第24話 救護所の増設
デレクから指示された救護所の増設は速やかに行われた。
テラもデレクとカノンの協議に加わり、設営場所やベッドの配置などを共に考えた。
結果、シンリの東西南北に分散する形で巨大な救護所が設置された。ベッドの間隔は大人が間に立ち両手を広げてもベッドに当たらないほどに拡がった。
だが、テントそのものも拡大されたため収容可能人数はそれまでの三倍まで膨らみ、実質、シンリ在住の平民の数を上回るほどとなった。
本来は、救護所は四か所に分けるよりも一か所に設置した方が管理がし易い。
だが、そうすると場所によっては救護所に向かいたくても遠くて辿り着くのが困難になる。ましてや病人だから尚更だ。
だから、できるだけ分散し均等な位置関係に救護所が配置されるべく協議が成された。
「あのう、一つお伺いしたいのですが」
「ああ、テラ。何かな」と、デレクが優しく言った。
テラがカノンの顔を見ると「ああ。」と、頷いた。その表情には、以前のようなテラに対する敵意は感じられない。
「ご家族の方たちの面会や付き添いは如何なされますか。取り決めがあった方が良いのかもしれません」
「そうか、確かにな。それも決めておかなければな」と言い、デレクは腕を組んだ。
「今までは、特に取り決めをせず自由にしていましたが、四か所に分散していることを考えると確かに一定の決め事があった方が良いですね。」と、カノンも肯定的な意見を言った。

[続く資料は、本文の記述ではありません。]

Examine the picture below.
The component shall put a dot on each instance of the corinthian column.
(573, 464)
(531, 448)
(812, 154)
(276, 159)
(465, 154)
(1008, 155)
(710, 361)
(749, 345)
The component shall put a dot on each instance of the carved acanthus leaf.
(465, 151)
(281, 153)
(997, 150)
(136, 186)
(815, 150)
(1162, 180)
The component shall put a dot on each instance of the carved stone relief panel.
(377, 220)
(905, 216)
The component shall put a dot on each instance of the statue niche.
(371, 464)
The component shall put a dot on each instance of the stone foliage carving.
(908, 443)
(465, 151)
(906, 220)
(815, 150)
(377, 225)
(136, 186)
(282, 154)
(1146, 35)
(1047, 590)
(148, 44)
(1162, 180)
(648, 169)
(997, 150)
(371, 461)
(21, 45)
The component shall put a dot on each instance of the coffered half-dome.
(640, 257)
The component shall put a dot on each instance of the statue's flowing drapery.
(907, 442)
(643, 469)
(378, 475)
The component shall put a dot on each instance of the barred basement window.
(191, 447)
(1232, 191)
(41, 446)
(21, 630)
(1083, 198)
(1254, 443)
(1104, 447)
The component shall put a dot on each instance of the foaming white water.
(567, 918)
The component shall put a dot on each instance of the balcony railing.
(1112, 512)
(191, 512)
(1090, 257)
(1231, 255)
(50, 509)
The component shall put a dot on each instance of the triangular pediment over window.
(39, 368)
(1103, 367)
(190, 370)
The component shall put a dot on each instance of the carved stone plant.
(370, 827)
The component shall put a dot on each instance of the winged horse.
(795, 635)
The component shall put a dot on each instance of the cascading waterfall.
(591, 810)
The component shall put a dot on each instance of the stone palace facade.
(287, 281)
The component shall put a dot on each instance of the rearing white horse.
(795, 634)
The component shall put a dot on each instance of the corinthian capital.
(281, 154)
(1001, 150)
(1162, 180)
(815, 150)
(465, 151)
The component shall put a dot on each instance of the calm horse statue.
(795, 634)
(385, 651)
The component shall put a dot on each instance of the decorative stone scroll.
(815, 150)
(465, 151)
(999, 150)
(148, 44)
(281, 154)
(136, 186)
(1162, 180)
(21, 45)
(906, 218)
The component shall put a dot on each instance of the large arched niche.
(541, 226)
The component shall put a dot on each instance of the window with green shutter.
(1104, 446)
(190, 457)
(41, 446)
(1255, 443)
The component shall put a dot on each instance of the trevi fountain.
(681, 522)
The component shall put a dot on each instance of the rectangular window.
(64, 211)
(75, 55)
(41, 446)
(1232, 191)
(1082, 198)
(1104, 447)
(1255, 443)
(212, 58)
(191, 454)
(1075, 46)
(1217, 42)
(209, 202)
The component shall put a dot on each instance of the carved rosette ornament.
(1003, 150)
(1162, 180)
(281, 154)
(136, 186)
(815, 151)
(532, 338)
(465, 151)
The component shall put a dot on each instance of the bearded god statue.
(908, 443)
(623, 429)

「そうだな。一定の指針を設けることで、疫病に対しての対応の是非が見えてくるな。面会についてもそうだが、全体的な指針もこの際に作成した方が良さそうだ」
罹患者は日々増加の一途を辿っていたために速やかに指針の作成と、ほぼ同時進行で備品などの準備、受け入れなどが行われた。
テラも連日夜遅くまで指針の作成や備品のチェック、受け入れ者の把握などを行った。デレクが幾度かテラに休むように声をしたが、テラは受け入れなかった。魔法力のない自分にもできることがあるのなら、動かずにはいられなかった。
テラの気になっていた家族などの付き添いや面会については、条件を付けたうえで可能となった。それは、その者もすでに罹患している可能性が高いこと。何より親しい人が傍にいることで精神的に支えられ、回復にも良い影響があるのではないかと思われたからだった。
そのために見舞いや付き添いをする者は、テント入室前後に手洗いを行い、スカーフを目だけ出る様に頭から巻き付ける取り決めになった。
その手洗い場も、患っている者用、家族用、スタッフ用と別々に設置された。
増設された救護所の運営は7日ほどで軌道に乗ったようだった。
「テラ、良くやってくれた。これでシンリの民が多く救われるはずだ」
「いいえ、私は何も。」
「いや、ご令嬢。助かりました。当初の失礼な言動をお許しください」
カノンの真摯な言葉にテラは、驚きを隠せず目をしばたたかせた。
「い、いえ、私の方こそ」
カノンの両親は困窮の生活の中で病に罹り、まだ幼いカノンの目の前で衰弱し亡くなったと、後に本人からテラは聞かされた。
だからこそ、当初は令嬢であるテラの意見に反発したのだった。辛さと優しさからの言動っだったのだろうとテラは、思った。